Título: Militares temiam ação com Uruguai e Paraguai
Autor: Moraes, Marcelo de
Fonte: O Estado de São Paulo, 15/07/2007, Nacional, p. A12

Estrategistas avaliavam cenários de ataque argentino com outros países

Os documentos de 1987 mostram que os militares admitiam que Paraguai ou Uruguai ficassem ao lado da Argentina, considerada o principal inimigo provável no caso de guerra. O Estado teve acesso ao material produzido pelo Estado-Maior do Exército (EME) e formado por um bloco de três documentos: Concepção Governamental de Segurança, Concepção Estratégica Nacional e o estudo Cenários 2000. Os documentos fazem parte de um lote de papéis militares que tratam de estratégia de governo e projeções de cenários.

O documento Concepção Governamental de Segurança, classificado pelo Conselho de Segurança Nacional como secreto, estuda hipóteses de guerra às quais o Brasil poderia ser submetido, baseado nas informações e estudos que os militares tinham em 1987. Os estrategistas do EME batizaram como Hipótese de Guerra Beta (HG Beta) eventual conflito na América do Sul. Nessa simulação, o principal inimigo provável apontado é a Argentina, 'seja na forma isolada ou envolvendo Paraguai e Uruguai'.

Embora o documento mostre que os militares brasileiros não descartavam Bolívia, Colômbia, Peru e Venezuela como eventuais inimigos capazes de declarar guerra, o alvo central do estudo é mesmo o hipotético conflito com a Argentina. O grau dessa ameaça é estimado como 'de médio a grave'.

Os brasileiros admitiam que poderiam sofrer 'ações ofensivas aéreas, navais (inclusive aeronavais) ou através de mísseis'. Cogitavam ainda a hipótese de invasão territorial e uso de armas nucleares contra o Brasil. 'Envolvida por pressões incontornáveis, a Argentina poderá, como medida extrema, empregar armas nucleares de baixa potência.'

O documento também admite a possibilidade de dois outros tipos de guerras. A Hipótese de Guerra Alfa (HG Alfa) representa claro resquício dos tempos de repressão aos grupos de esquerda. A Guerra Alfa trata da 'hipótese de guerra baseada na possibilidade de eclosão de conflitos armados, no território nacional, identificados com o comunismo internacional'. Os militares acreditavam ser possível algum tipo de movimento armado 'de inspiração comunista' que poderia tentar estabelecer, 'por meio de terrorismo e a guerrilha, uma ou mais áreas ou zonas liberadas dentro do território nacional'. Algo como um enclave no País. Outra hipótese é que essas zonas poderiam ser instaladas em alguma fronteira, que poderia resultar na perda de território nacional.

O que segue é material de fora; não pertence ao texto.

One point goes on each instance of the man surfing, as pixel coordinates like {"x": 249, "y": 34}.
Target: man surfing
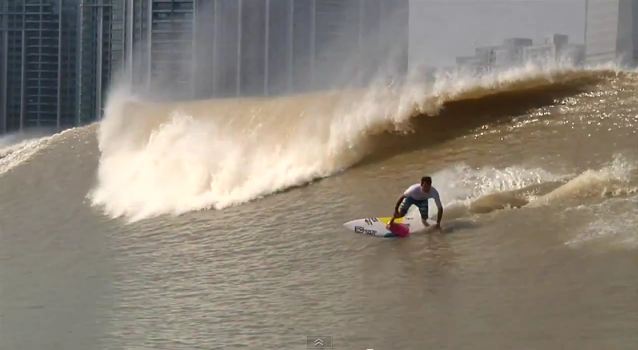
{"x": 418, "y": 194}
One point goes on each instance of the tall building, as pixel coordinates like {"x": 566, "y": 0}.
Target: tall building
{"x": 198, "y": 49}
{"x": 37, "y": 64}
{"x": 611, "y": 33}
{"x": 56, "y": 60}
{"x": 98, "y": 33}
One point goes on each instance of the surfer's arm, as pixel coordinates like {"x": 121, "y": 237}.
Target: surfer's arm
{"x": 439, "y": 207}
{"x": 396, "y": 209}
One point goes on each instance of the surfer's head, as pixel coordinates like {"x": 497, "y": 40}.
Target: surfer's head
{"x": 426, "y": 183}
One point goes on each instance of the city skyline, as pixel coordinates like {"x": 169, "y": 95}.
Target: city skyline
{"x": 58, "y": 58}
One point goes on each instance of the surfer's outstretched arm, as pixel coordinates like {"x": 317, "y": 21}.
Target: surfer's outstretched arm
{"x": 396, "y": 209}
{"x": 439, "y": 212}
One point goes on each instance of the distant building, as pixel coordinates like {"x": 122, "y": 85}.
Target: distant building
{"x": 56, "y": 61}
{"x": 611, "y": 33}
{"x": 254, "y": 48}
{"x": 517, "y": 51}
{"x": 99, "y": 32}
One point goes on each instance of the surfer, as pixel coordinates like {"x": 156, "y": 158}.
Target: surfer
{"x": 418, "y": 194}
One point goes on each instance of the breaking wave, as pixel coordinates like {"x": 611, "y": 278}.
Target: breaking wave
{"x": 170, "y": 158}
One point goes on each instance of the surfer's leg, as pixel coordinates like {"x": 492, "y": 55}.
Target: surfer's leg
{"x": 403, "y": 207}
{"x": 423, "y": 210}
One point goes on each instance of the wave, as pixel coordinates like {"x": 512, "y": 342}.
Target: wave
{"x": 484, "y": 190}
{"x": 16, "y": 150}
{"x": 170, "y": 158}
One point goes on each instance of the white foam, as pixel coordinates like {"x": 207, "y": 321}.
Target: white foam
{"x": 172, "y": 158}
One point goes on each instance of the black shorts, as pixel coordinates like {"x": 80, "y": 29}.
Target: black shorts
{"x": 408, "y": 201}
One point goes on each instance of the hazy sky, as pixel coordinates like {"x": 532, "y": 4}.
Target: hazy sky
{"x": 440, "y": 30}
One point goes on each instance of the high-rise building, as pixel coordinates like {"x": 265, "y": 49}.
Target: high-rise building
{"x": 611, "y": 33}
{"x": 56, "y": 60}
{"x": 219, "y": 48}
{"x": 37, "y": 64}
{"x": 99, "y": 32}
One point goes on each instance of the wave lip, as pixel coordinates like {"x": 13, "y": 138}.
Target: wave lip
{"x": 170, "y": 158}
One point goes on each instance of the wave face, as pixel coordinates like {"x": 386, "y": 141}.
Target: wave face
{"x": 170, "y": 158}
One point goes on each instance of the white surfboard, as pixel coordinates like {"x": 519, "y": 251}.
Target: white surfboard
{"x": 376, "y": 226}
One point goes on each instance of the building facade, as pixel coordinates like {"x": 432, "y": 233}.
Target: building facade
{"x": 37, "y": 64}
{"x": 611, "y": 33}
{"x": 218, "y": 48}
{"x": 58, "y": 58}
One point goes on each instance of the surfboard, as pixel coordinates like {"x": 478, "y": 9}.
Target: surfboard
{"x": 377, "y": 227}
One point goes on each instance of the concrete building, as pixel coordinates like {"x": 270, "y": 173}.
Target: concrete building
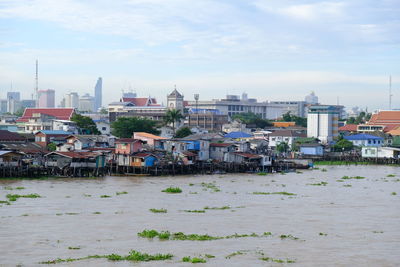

A terceira possibilidade estudada, Hipótese de Guerra Gama (HG Gama), previa a eclosão de uma terceira guerra mundial. Representaria o 'conflito armado entre o bloco comunista e o bloco democrático, em que o Brasil seja co-participante ao lado das nações democráticas'. O militares reconheciam que o Brasil tinha grande vulnerabilidade em um conflito desse porte.